Fortunately, my brain is getting busy with B2B case studies as new and existing clients launch their next round of marketing content.
Last week, in phone and email chats, they raised a number of great points and I’m sharing these tips:
Tell me which tip resonates with you and why, then tell me why I should write your case study at no charge! Who will get their first b2bcasestudywriter.com case study for free! I’ll let you know.
- Know your prospects and don’t scare them off: An operator or line manager probably won’t tell the boss about a product or service that will eliminate jobs no matter how much it helps the bottom line and justifies the investment. However, you know cost savings will sway the decisionmakers so what can you do? Make sure the decisionmakers see your case studies by contacting them directly. Alternatively, the case study includes the 24-hour ROI and cost savings, then details the reduced downtime and rejects without mentioning the role job loss played in improving the bottom line.
- Introduce the idea of case study participation during contract negotiations and renewals: The timing might be surprising, but it also makes sense. It tells customers you know your products and services will deliver the results they expect and that you expect your relationships with them will always be positive.
Thank customers for case study participation with rebates and discounts.
- Reward and incentivize case study participation. Happy customers want to talk about how your products or services addressed their pain points and delivered results, but they’re all pressed for time. A rebate or a discount on their renewal or order inspires them to make time and is a tangible way to say: “Thank you!”
- Use everything but real names (company, CEO, senior leaders): Whenever possible, I recommend naming the company and your key contacts because it makes your case study even more credible.
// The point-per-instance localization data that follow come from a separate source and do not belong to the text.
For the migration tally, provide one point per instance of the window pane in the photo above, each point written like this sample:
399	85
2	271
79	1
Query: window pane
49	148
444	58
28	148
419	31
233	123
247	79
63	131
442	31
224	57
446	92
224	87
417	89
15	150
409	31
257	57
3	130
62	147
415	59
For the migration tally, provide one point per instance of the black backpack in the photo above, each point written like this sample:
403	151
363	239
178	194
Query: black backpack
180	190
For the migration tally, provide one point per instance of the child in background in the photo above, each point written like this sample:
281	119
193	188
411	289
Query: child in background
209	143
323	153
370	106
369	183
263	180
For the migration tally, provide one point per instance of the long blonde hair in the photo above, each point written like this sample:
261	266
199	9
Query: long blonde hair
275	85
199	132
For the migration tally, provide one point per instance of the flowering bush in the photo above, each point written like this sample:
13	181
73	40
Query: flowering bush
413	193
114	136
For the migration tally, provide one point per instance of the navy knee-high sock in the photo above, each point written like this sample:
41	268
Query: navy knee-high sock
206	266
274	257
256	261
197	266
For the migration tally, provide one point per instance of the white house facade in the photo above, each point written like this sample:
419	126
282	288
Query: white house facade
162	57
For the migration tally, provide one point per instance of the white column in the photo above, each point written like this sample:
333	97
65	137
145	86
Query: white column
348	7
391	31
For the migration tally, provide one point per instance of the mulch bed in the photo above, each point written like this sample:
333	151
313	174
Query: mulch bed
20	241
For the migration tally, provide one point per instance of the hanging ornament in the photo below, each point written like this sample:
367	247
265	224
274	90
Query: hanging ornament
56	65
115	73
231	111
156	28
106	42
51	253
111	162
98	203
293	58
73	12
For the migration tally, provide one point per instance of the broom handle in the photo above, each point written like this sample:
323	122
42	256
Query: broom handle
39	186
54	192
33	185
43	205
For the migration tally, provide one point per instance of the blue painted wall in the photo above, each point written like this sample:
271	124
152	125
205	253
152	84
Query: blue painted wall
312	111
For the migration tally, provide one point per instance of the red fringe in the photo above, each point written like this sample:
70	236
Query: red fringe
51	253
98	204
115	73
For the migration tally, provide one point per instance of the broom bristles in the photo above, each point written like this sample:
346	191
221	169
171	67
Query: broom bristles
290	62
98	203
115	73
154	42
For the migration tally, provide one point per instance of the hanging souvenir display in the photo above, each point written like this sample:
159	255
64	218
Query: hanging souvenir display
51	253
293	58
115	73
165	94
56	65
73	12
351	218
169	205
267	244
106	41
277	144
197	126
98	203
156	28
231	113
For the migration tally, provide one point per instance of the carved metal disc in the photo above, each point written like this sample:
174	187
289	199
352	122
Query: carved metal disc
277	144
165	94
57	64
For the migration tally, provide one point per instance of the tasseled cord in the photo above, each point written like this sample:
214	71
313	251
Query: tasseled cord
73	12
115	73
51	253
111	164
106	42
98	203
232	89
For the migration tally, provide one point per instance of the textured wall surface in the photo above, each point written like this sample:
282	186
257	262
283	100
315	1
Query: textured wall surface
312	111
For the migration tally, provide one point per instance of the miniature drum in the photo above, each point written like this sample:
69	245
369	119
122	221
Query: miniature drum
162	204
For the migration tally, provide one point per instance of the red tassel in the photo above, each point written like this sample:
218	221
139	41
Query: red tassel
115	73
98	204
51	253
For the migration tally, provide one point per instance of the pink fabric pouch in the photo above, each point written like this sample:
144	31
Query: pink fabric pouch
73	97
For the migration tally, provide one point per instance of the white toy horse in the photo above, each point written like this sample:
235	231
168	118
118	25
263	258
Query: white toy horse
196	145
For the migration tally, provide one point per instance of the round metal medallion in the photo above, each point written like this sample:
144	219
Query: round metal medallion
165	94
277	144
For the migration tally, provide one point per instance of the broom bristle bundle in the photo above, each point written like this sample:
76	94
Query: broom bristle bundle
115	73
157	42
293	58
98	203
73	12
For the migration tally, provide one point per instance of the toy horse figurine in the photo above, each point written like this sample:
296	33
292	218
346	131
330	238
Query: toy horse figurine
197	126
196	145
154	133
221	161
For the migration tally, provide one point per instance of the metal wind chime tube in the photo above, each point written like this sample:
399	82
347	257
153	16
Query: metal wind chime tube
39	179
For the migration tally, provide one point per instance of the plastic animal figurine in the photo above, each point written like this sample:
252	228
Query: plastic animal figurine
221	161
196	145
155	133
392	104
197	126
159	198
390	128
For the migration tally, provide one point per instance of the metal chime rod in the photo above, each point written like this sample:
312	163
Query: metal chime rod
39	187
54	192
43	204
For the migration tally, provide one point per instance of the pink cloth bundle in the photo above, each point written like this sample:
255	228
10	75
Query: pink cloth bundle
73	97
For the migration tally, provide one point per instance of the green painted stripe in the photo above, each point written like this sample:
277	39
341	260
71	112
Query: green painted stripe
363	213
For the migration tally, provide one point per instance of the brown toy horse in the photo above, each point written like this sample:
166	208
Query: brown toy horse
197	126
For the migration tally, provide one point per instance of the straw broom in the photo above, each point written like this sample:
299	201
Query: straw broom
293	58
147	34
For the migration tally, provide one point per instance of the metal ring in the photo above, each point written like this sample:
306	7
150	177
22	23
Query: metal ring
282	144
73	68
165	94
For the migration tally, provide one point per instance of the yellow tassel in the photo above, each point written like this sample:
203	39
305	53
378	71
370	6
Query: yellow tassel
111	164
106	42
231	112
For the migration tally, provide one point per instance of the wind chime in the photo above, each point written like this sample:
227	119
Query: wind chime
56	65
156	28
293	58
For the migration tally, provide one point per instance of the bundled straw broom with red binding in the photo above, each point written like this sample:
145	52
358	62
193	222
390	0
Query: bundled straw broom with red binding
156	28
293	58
However, you do have viable options when you can’t identify a customer by name. Refer to the company as ABC or XYZ and mention the industry and type of business. Beyond that, you write the case study as you normally would. Address their pain points, your product or service’s most relevant capabilities and the tangible results they produced. Prospects will identify with that customer and see themselves in that case study whether or not you name the company.
- Let your customers’ employees speak for you, even if it’s via your account manager: Real thoughts and ideas from real people bring case studies to life and help you tell a more engaging story. Ideally, your case study identifies the source of your first-person quotes by name, title and company. Of course, it’s best to talk directly to your customers and quote them! However, when that’s not possible, ask your account managers what customers said on the phone, in emails and via text. That feedback will ring true in quotes because it reflects business scenarios your prospects share.
- Check out your competitors’ case studies to learn from them: A new IT client is planning 20 original case studies to replace his company’s 10-year-old case studies. Before he even hired me, he searched competitors’ websites for case study best practices. He also thought long and hard about the questions his prospects typically ask. As a result, I revised the case study format I recommended to him based on his input. His case study template (customer profile, pain points/challenges, solution, results, case study story) also includes the specific services his company provided to that client, the roles his team played, team/duration (fulltime engineers required, time to build the solution), and finally, the technology they used to build the platform.
- Measurable and intangible results: When your solution helped saved $850,000 in its first year and paid for itself in six months, always make that result the first bullet. Prospects need hard numbers to make the business case for your solution, but they’re still interested in the intangible benefits and anecdotal results. When platform provides increased transparency and accountability include that results as well as the fact it also made employees more disciplined, careful and cautious.